Florida's sentencing statute provides that age is a mitigating circumstance. It does not state that a defendant's minority is a complete bar to capital punishment. Consequently, the statute allows for cases in which aggravating and mitigating circumstances balance in favor of imposing the death sentence on a juvenile. Mrs. Bonner indicated, however, that if she faced such a case, she would not vote for the death penalty. Indeed, she explicitly stated that she could not even convict a juvenile if the evidence proved guilt of a capital offense. These remarks do not suggest that age was simply one factor which Mrs. Bonner would consider. They show that age was the only factor she would consider at either the guilt or penalty stage. Clearly Mrs. Bonner was unwilling to apply Florida's criminal statutes as written and therefore she was properly excluded from appellant's jury.
VI. OTHER CLAIMS
Given our disposition of Magill's first two claims, we need not consider Magill's final two challenges to his death sentence. Any comment with regard to his Eighth Amendment challenge to the imposition of the death penalty upon a person who is a minor at the time of his crime is particularly inappropriate given the Supreme Court's recent grant of review in a case raising this issue. See Thompson v. Oklahoma, 724 P.2d 780 (Okla.Crim.App. 1986), cert. granted, ___ U.S. ___, 107 S.Ct. 1284, 94 L.Ed.2d 143 (1987). Magill should suffer no prejudice from our decision not to address this claim. In the event that the death penalty is reimposed in this case, we hereby stay the execution of such a sentence until the Supreme Court renders its decision in Thompson.
As is discussed above, the penalty phase of Magill's trial was adversely affected by the ineffectiveness of counsel and by the advisory jury's failure to consider nonstatutory mitigating circumstances. The combined effect of these constitutional errors rendered the penalty phase of Magill's trial fundamentally unfair. The district court is instructed to grant the petition for writ of habeas corpus subject to the state granting him a resentencing hearing before an advisory jury.
I join in the result reached by the majority opinion and most of what is written. Most respectfully, I dissent from that portion of Section III which excludes the preparation and work done by Stancil in evaluating the effectiveness of counsel. Pierce and Stancil did confer, were working together and jointly represented the petitioner. To decide this case based solely upon the conduct of Pierce is simply wrong and contrary to the record. In my opinion, appellate courts are not free to sort through a record and select only those portions of it that seem to support a particular theory advanced by a litigant. It seems to me that such an approach establishes extremely unsound precedent.

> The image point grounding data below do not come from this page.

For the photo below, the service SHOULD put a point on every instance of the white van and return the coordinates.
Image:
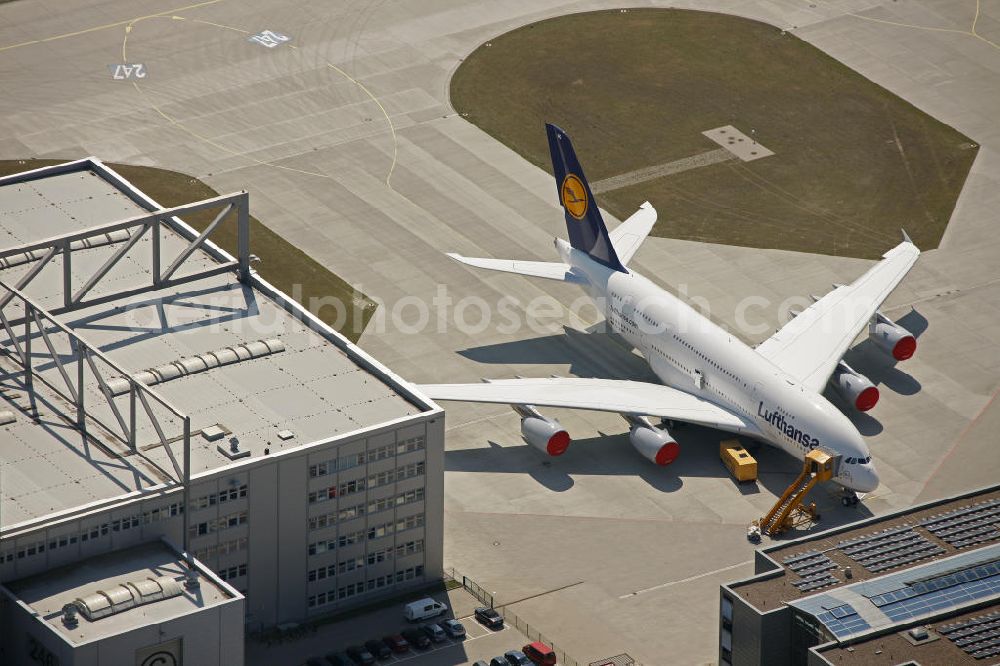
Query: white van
(423, 609)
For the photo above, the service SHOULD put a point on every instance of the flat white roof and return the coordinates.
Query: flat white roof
(48, 592)
(314, 388)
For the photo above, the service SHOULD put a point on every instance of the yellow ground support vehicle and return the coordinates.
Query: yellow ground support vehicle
(740, 464)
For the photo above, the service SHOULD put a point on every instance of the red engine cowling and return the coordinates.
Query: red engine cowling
(543, 433)
(655, 444)
(854, 387)
(892, 338)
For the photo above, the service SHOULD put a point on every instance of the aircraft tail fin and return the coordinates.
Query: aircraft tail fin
(587, 231)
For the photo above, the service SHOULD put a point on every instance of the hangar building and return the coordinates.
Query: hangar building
(168, 415)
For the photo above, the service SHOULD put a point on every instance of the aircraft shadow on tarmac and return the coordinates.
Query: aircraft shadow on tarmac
(587, 355)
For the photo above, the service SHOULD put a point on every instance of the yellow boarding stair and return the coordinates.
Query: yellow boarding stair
(788, 511)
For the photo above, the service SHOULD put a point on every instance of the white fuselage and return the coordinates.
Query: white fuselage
(690, 353)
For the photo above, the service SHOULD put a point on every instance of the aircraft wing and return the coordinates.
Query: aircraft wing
(605, 395)
(810, 345)
(545, 269)
(628, 236)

The majority concludes that the conduct of counsel does not undermine our confidence in the reliability of the guilt phase outcome and I agree.
I also agree with the majority that the conduct of both Pierce (even though Pierce absented himself concerning the sentencing phase of the trial) and Stancil fell below the standards of Strickland and affected the jury's recommendation in the sentencing phase.

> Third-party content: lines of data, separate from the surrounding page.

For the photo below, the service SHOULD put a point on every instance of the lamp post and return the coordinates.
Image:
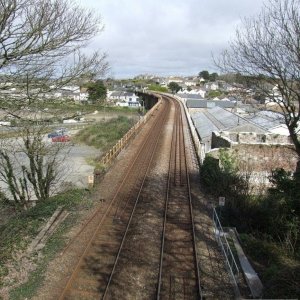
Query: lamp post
(143, 106)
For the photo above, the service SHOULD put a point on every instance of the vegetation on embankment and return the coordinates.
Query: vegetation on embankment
(18, 232)
(268, 224)
(105, 134)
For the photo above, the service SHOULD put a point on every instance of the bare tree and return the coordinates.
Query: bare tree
(31, 167)
(41, 49)
(267, 48)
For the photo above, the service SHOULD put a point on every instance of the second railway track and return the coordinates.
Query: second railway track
(143, 245)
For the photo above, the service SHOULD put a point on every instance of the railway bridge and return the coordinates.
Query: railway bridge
(152, 237)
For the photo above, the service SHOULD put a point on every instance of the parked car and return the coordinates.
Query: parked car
(61, 138)
(54, 134)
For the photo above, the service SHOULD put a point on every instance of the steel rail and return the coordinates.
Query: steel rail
(179, 137)
(132, 212)
(129, 170)
(88, 245)
(193, 224)
(165, 213)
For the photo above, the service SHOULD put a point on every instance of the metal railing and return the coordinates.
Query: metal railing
(123, 142)
(230, 260)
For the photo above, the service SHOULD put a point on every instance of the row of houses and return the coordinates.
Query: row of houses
(259, 139)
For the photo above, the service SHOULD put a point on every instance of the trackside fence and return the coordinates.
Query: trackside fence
(200, 149)
(123, 142)
(230, 261)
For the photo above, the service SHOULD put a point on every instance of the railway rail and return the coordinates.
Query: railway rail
(94, 269)
(144, 244)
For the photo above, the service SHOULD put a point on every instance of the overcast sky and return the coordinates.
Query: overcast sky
(166, 37)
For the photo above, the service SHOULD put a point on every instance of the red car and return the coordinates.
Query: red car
(61, 138)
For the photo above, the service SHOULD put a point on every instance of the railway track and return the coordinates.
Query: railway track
(144, 243)
(178, 273)
(92, 274)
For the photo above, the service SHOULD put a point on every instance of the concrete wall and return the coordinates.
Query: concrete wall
(221, 139)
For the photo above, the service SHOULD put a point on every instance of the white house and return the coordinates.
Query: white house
(211, 86)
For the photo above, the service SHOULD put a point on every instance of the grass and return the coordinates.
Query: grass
(19, 231)
(104, 135)
(279, 272)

With deference, I dissent from Section IV of the majority opinion but such a disagreement is of no moment since we are ordering a new sentencing proceeding and the law has now been clarified concerning non-statutory mitigating factors and instructions in that regard under Florida law. See Hitchcock v. Dugger, ___ U.S. ___, 107 S.Ct. 1821, 95 L.Ed.2d 347 (1987). I would affirm the finding of procedural default on this issue.
I join in Sections I, II, V, VI and VII and the result.